Wagman skipped the first debate between Ed Martin and Ann Wagner, leaving it to pros like Jo Mannies at the Beacon and the local Patches. (coincidentally, there was a Cardinals game that night)
Then Wagman wrote about Obama's visit. He noted a couple protesters but couldn't be bothered to find out anything about them. This is especially remarkable considering that the protesters wrote a letter to the Post-Dispatch that was published that morning! But it wasn't on the Sports Page so Wagman missed it.
And finally, today he wrote about a letter that Congressional Candidate Ed Martin's mom sent to New Jersey Governor Chris Christie. Yes, a real life story about Martin's mom sending a letter complaining that Christie should have endorsed Martin because Martin is from New Jersey. It seems like a legitimate article for a gossip column, but this really isn't the kind of content a political reporter at a city newspaper should be writing about. And as Fired Up Missouri points out, in the article Wagman hilariously calls his BFF Ed Martin, the former Chief of Staff for Governor Matt Blunt, an "anti-establishment" candidate.
Now, I don't suppose we should expect Post-Dispatch Political Editor Christopher Ave to do anything about this.

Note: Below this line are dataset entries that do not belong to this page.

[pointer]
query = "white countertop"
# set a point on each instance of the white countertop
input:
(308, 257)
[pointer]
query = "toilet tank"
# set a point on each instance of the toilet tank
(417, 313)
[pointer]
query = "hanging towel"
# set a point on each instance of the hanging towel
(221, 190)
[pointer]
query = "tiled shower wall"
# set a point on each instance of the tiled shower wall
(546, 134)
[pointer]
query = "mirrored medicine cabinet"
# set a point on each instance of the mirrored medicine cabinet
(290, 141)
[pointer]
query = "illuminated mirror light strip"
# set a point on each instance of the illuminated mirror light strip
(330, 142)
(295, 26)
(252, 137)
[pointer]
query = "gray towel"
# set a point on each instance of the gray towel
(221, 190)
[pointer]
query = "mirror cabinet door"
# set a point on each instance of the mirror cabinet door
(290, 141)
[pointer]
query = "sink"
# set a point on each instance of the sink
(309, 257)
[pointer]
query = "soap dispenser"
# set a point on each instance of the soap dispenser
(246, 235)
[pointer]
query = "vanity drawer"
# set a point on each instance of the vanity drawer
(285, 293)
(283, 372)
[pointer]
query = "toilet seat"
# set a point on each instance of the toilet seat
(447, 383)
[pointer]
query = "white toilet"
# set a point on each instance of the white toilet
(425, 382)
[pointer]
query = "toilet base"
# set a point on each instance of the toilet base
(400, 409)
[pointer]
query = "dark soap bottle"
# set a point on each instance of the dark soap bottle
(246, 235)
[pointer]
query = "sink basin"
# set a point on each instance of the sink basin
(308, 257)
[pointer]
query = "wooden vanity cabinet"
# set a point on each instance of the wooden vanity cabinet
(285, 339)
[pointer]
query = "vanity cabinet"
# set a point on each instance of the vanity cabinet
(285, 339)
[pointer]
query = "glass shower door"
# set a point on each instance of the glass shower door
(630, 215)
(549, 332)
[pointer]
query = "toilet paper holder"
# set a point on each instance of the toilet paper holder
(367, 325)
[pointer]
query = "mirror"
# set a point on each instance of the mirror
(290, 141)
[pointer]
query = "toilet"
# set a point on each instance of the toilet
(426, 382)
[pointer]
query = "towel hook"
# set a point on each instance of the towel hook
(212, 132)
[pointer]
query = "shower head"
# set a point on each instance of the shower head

In general, the Post-Dispatch's reporting crew does amazing work: Virginia Young, Jason Hancock, David Hunn, and Joel Courier (just to name a few that I'm familiar with) all clearly work hard at their jobs and produce great material. And even Wagman occasionally does some solid work. But why put something as important as statewide races solely in the hands of a guy who generally seems to have no interest in getting to the bottom of stories and fact-checking? It's a drag on the reputation of the paper. Or, to put it in Wagman's terms, why keep starting a guy who only hustles to first base a couple times a season?